Various “up-down methods” such as “3 + 3,” accelerated titration, biased coin, k-in-a-row, group up-and-down, cumulative group up-and-down, nonparametric optimal, and dose selection based on isotonic regression have been described to determine MEV or maximum tolerated dose (MTD) in other clinical scenarios. Among these, isotonic regression method has shown superior performance but is more challenging to implement in clinical practice, as it selects desirable drug volume based on the isotonic estimate of toxicity probability which is undesirable for regional anesthesia. In most of the clinical scenarios, researchers choose biased coin design as it is easy to apply, and most importantly, it is very flexible. To choose MEV or MTD, by biased coin method, researchers used only outcome data of the recently used patient/subject. It has a disadvantage of having low efficiency compared with other up and down methods mainly due to not including the data from previously treated individuals. This imposes challenges for the readers in interpreting outcomes from the studies based on coin biased method.[16],[17],[18]

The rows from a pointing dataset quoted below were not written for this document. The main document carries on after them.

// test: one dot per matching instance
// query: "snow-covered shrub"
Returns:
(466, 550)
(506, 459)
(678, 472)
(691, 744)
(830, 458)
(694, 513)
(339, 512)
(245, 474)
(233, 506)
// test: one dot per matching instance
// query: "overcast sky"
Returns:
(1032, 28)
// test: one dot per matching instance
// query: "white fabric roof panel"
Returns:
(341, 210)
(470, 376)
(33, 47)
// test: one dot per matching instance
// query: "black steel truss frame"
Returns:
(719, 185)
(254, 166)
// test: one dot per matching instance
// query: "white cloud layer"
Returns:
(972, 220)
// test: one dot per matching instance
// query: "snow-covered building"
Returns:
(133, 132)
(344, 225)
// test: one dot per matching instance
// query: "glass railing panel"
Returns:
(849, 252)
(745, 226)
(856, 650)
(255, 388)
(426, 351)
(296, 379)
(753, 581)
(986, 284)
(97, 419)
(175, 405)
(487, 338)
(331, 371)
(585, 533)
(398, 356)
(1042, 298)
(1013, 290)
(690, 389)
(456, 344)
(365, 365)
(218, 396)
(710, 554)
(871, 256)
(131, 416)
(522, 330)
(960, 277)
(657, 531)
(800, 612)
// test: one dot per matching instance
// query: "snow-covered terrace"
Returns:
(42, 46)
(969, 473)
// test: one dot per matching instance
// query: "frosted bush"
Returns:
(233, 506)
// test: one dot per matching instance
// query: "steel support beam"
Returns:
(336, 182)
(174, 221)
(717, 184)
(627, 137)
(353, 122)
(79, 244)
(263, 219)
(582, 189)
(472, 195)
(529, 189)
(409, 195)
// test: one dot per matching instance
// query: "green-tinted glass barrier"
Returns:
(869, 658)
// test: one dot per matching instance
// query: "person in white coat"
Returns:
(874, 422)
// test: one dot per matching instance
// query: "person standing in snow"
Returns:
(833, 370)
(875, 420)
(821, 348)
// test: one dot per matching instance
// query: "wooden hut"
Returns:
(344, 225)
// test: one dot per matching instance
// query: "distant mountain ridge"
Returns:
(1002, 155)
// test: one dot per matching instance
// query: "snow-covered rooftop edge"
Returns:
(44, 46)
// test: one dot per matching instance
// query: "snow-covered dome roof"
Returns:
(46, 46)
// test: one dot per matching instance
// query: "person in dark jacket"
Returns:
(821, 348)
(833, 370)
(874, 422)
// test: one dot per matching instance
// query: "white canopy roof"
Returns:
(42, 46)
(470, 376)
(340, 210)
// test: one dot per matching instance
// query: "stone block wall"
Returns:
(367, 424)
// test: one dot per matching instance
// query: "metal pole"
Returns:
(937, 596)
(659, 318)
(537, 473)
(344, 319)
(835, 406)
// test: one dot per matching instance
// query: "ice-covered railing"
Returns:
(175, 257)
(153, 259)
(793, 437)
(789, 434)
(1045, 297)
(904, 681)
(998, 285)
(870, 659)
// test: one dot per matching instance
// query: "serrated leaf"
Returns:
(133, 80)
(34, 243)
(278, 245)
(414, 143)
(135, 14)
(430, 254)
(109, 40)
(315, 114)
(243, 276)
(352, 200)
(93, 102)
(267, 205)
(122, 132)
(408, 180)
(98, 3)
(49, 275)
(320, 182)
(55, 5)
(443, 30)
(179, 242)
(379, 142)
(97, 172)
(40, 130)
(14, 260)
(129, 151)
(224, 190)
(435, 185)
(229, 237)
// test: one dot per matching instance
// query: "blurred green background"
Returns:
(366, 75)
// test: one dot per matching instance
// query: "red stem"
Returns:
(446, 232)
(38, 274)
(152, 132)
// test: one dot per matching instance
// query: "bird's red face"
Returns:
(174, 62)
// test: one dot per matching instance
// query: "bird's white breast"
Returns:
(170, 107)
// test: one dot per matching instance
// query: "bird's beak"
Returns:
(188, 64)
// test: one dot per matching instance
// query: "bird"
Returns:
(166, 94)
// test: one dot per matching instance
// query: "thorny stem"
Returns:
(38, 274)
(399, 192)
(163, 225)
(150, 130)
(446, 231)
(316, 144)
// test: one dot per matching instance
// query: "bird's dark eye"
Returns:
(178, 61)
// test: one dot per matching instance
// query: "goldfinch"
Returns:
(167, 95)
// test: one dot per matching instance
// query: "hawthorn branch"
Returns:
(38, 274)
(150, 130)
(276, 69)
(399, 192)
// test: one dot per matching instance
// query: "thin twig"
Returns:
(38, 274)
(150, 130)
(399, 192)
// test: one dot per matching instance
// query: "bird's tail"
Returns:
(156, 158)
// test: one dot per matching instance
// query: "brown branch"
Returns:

Mittal et al. highlighted the rationale for choosing MEV primarily to avoid phrenic nerve palsy by assessing the diaphragmatic function with ultrasound.[15] They choose most commonly used up-down method in spite of its limitations. Even though there are a few limitations in their study design, their observations on MEV90 for ropivacaine are promising. MEV (8.64 mL) reported by Mittal et al. is much lower in similar clinical settings[15]; however, Falco et al. estimated lower MEV (4.29 mL) in their study when they used bupivacaine with epinephrine.[13] The authors concluded that there was no significant change in the onset and duration of the blockade with one-third of the usual volume required to perform the ISB.[15] Studies have shown challenges in measuring MEV accurately for ISB in spite of using unique method for up down by Narayana. Narayana rule estimates volume based on the cluster dose around the effective dose. Choi et al. had to end their observational study for ISB prematurely, due to no influence of decreasing well-defined complications, such as phrenic nerve palsy in spite of reducing block drug volume as per Narayana rule.[19]

To conclude, the study by Mittal et al. contributes to the limited evidence of determining MEV in ISB.[15] Authors addressed one of the unique challenges in regional anesthetic technique; however, it still raised many questions whether one can perform block with minimum drug volume to prevent complications, but without comprising quality of blockade. Based on the literature, it is always challenging to estimate MEV for any local anesthetics as it is primarily determined by up-down method used, technique used to perform block (single versus multiple sites), and the endpoints decided by the investigators mostly for the duration of blockade. Unfortunately, there is no one single safest way to estimate MEV; however, by combining ultrasound along with nerve simulator technique, there is a possibility to administer the desired volume of local anesthetics with minimal or no untoward complications related to nerve blockade.